NASA ICB 2006 Awards

Robert Bryant works in in a lab located in NASA Langley’s Advanced Materials and Processing Building. Credit: Sean Smith.

The MacroFiber Composite Actuator and Sensor, embodiment of a new type of piezoelectric device

Shon Grabbe and Kapil Sheth discuss the traffic situation in the continental U.S. with the help of Future Air Traffic Management (ATM) Concepts Evaluation Tool (FACET). NASA is using these technologies to begin to understand the processes that affect the national airspace system. Image Credit: NASA Ames / Dominic Hart.

The Future Air Traffic Management Concepts Evaluation Tool (FACET) models, designs, and operates the large and complex U.S. National Airspace System (NAS). It has two primary uses: (1) as a simulation, modeling, and analysis capability at the national level and (2) as an environment for the development and evaluation of real-time decision support tools for the Federal Aviation Administration (FAA) and the airlines.

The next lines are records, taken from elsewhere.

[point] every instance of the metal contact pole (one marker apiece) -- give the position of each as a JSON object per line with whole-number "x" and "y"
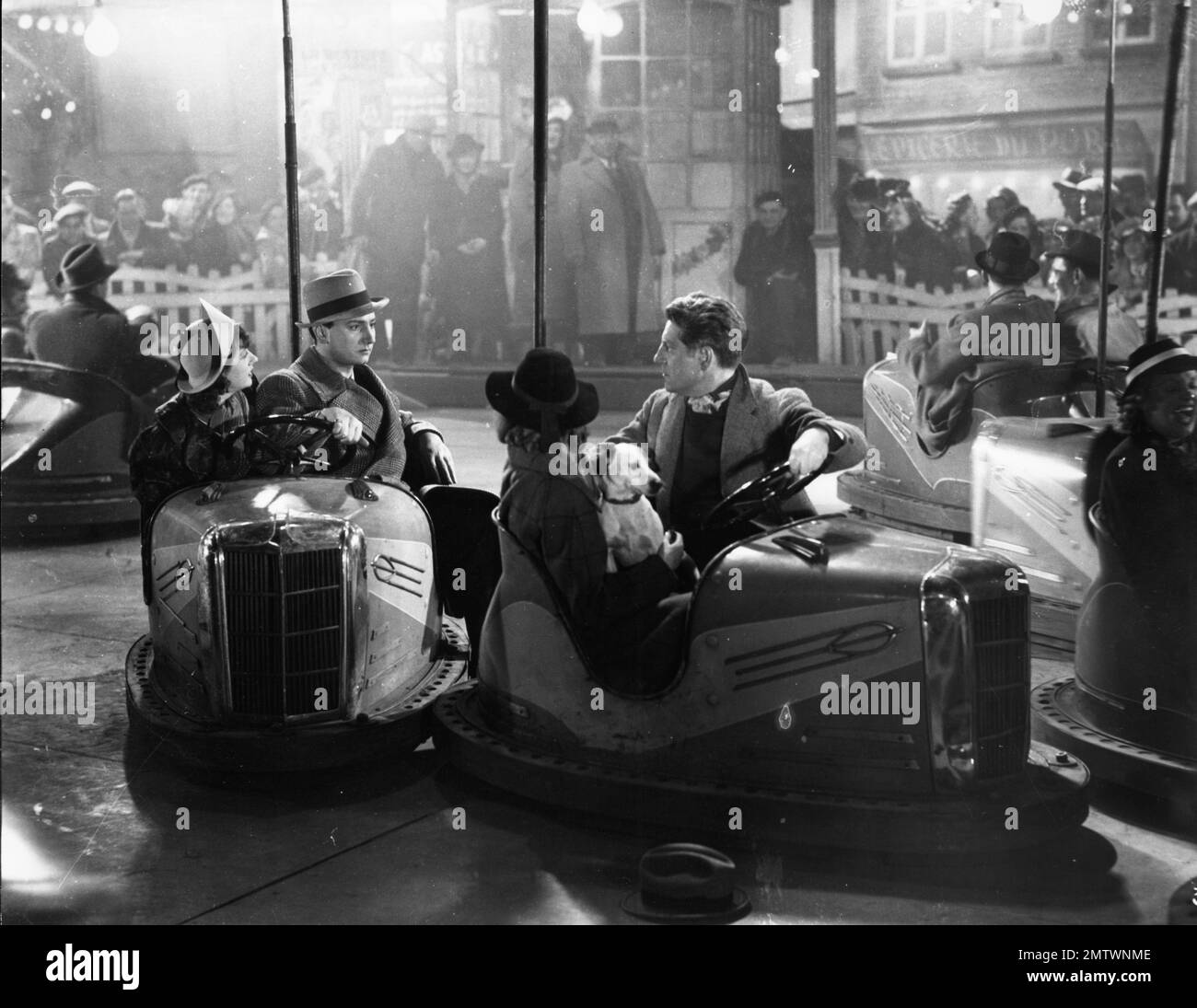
{"x": 291, "y": 166}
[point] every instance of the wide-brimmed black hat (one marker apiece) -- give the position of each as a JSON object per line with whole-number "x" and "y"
{"x": 542, "y": 393}
{"x": 1164, "y": 357}
{"x": 1008, "y": 258}
{"x": 83, "y": 266}
{"x": 687, "y": 884}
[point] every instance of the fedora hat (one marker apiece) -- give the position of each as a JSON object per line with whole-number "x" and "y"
{"x": 542, "y": 393}
{"x": 208, "y": 347}
{"x": 83, "y": 266}
{"x": 338, "y": 295}
{"x": 1164, "y": 357}
{"x": 463, "y": 144}
{"x": 686, "y": 884}
{"x": 1008, "y": 258}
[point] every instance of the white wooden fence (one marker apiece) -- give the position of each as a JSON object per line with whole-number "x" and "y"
{"x": 877, "y": 315}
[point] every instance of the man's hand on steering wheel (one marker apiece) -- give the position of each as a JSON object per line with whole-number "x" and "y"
{"x": 809, "y": 451}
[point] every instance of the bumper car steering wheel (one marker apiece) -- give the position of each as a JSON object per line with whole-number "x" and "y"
{"x": 758, "y": 497}
{"x": 300, "y": 458}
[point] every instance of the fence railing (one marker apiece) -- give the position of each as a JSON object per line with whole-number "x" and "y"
{"x": 877, "y": 315}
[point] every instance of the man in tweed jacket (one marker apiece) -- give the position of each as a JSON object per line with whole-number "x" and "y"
{"x": 331, "y": 379}
{"x": 713, "y": 429}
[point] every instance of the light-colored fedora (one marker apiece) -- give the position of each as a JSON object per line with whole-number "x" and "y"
{"x": 208, "y": 347}
{"x": 338, "y": 295}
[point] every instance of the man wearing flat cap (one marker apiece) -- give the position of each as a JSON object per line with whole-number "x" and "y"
{"x": 466, "y": 231}
{"x": 1074, "y": 278}
{"x": 613, "y": 239}
{"x": 87, "y": 331}
{"x": 331, "y": 379}
{"x": 399, "y": 188}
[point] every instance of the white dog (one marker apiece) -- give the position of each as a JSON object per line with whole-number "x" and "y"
{"x": 633, "y": 529}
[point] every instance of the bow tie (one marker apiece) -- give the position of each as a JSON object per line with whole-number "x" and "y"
{"x": 709, "y": 403}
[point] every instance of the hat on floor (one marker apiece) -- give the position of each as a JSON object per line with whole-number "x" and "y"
{"x": 338, "y": 295}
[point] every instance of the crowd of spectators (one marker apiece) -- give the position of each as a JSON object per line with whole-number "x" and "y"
{"x": 885, "y": 232}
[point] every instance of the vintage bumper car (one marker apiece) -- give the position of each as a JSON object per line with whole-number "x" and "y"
{"x": 1017, "y": 481}
{"x": 66, "y": 434}
{"x": 844, "y": 685}
{"x": 1130, "y": 710}
{"x": 294, "y": 626}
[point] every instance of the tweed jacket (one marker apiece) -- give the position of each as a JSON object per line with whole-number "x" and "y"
{"x": 555, "y": 517}
{"x": 310, "y": 385}
{"x": 761, "y": 425}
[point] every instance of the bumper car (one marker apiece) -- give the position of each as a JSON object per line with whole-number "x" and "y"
{"x": 294, "y": 626}
{"x": 66, "y": 434}
{"x": 844, "y": 685}
{"x": 1017, "y": 481}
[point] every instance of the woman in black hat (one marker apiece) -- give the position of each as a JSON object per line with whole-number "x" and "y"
{"x": 630, "y": 622}
{"x": 187, "y": 446}
{"x": 1149, "y": 496}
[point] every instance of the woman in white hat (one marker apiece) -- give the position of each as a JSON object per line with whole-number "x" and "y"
{"x": 187, "y": 446}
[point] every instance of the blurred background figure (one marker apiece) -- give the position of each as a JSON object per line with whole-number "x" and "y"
{"x": 22, "y": 243}
{"x": 133, "y": 241}
{"x": 618, "y": 266}
{"x": 222, "y": 241}
{"x": 466, "y": 230}
{"x": 400, "y": 186}
{"x": 561, "y": 307}
{"x": 771, "y": 258}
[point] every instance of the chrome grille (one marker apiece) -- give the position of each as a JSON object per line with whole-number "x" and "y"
{"x": 285, "y": 640}
{"x": 1002, "y": 685}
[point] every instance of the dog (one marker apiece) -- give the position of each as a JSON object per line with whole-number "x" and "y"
{"x": 630, "y": 525}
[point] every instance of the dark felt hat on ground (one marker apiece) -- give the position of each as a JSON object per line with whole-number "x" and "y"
{"x": 687, "y": 884}
{"x": 82, "y": 267}
{"x": 1008, "y": 258}
{"x": 542, "y": 388}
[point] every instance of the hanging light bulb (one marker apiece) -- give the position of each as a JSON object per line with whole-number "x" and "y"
{"x": 100, "y": 36}
{"x": 611, "y": 23}
{"x": 1041, "y": 11}
{"x": 590, "y": 18}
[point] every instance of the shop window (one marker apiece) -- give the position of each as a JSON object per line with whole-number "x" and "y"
{"x": 918, "y": 31}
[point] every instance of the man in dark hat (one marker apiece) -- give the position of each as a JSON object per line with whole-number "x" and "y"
{"x": 1148, "y": 503}
{"x": 466, "y": 230}
{"x": 713, "y": 429}
{"x": 331, "y": 379}
{"x": 630, "y": 622}
{"x": 400, "y": 186}
{"x": 70, "y": 223}
{"x": 614, "y": 242}
{"x": 994, "y": 337}
{"x": 1074, "y": 277}
{"x": 90, "y": 334}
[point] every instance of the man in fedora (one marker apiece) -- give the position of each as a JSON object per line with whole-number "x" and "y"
{"x": 466, "y": 232}
{"x": 400, "y": 186}
{"x": 1074, "y": 277}
{"x": 331, "y": 379}
{"x": 613, "y": 239}
{"x": 948, "y": 369}
{"x": 87, "y": 331}
{"x": 70, "y": 230}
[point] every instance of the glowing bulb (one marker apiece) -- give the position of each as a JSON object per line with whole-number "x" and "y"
{"x": 611, "y": 24}
{"x": 100, "y": 36}
{"x": 590, "y": 18}
{"x": 1041, "y": 11}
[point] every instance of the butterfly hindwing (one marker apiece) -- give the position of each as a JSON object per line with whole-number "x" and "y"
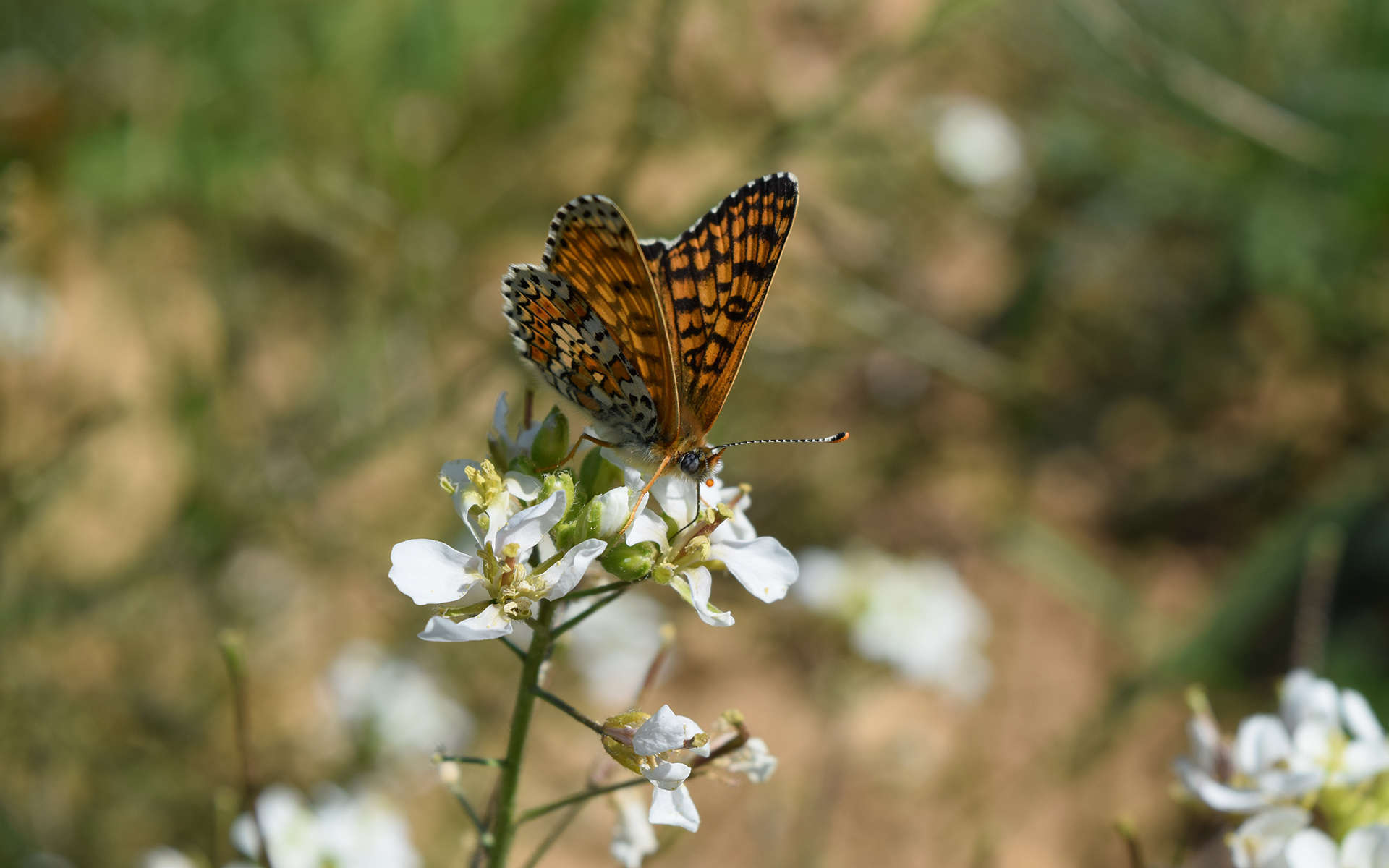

Invention of the Year Award for 2006

The Government Invention of the Year for 2006 is the MacroFiber Composite Actuator and Sensor (MFC), developed at NASA’s Langley Research Center. The MFC is an embodiment of a new type of piezoelectric device. When voltage is applied to a piezoelectric device, an electric field is generated parallel to the piezoelectric fibers. This electric field produces a uniform mechanical strain proportional to the applied electric field up to a saturation point. Conversely, when the device is mechanically strained, a voltage is produced in response to the magnitude and direction of the applied load. The MFC technology is a complete make over and refinement of earlier methods to enable the fabrication of piezoelectric actuators and sensors with increased performance, reliability and manufacturability at reduced cost. For instance, rather than use expensive round piezoelectric fibers, the MFC uses commercial piezoelectric wafers that are diced into square fibers and placed, pre-aligned, directly onto commercially produced polyimide copper films. There is no direct handling of the piezo-material, no health issues with lead oxides and no fiber breakage.

Additionally, the concepts used to make the MFC allows for the robust assembly of most any commercial dielectric "smart" materials to be assembled into a low cost, durable, flexible, sealed package for use as both an actuator and sensor in a variety of shapes and sizes. When compared to standard piezoelectric systems, the MFC is much more durable and provides increased unidirectional control. Furthermore, the MFC is designed to be readily integrated into a system as an add-on component or integrated during manufacture. The MFCís flat profile and use as a sensor and an actuator allows for use in critical or tight areas where other technologies with larger volumetric profiles cannot be used. This technology, in combination with the ability to self power wireless circuitry from the electricity generated from flexing the MFC, enables additional health monitoring application on complex rotating components, such as turbomachinery, or in remote areas, such as hazardous environments, where additional wiring and power sources can be extremely difficult to implement.

MFC has been used experimentally on a number of NASA missions to prove concepts, including mitigation of buffeting of vertical stabilizers on aircraft, solar sails and inflatable space structures, morphing systems, structural health monitoring devices, vibration damping and noise cancellation strategies, structural shaping and stiffness control, aeroelelastic instability mitigation, and dozens of other active control solutions. It has also found commercial applications in similar areas, most notably for reduction of vibration in automotive drive shafts for Volkswagen.

Software of the Year Award for 2006

FACET, developed at NASA’s Ames Research Center, is a flexible software-based simulation environment for exploration, development, and evaluation of advanced Air Traffic Management (ATM) concepts. Examples of concepts studied using FACET are: aircraft self-separation for Free Flight, modeling and prediction of air traffic controller workload, a decision support tool for direct routing, integration of space launch vehicle operations into the U.S. National Airspace System (NAS), and advanced traffic flow management techniques using rerouting, metering and ground delay. FACET models system-wide airspace operations over the contiguous U.S. Airspace. Models (e.g., Center/sector boundaries, airways, locations of navigation aids and airports) are available from databases. Weather models (winds, temperature, bad weather cells, etc.) are also available. FACET models aircraft trajectories using round-earth equations. Aircraft can be flown along either flight plan routes or direct (great circle) routes as they climb, cruise and descend according to their individual aircraft-type performance models. Since this is about to be used by the Federal Aviation Administration for optimally rerouting aircraft during system upsets beginning this fall, the technology has become far more valuable to the Nation.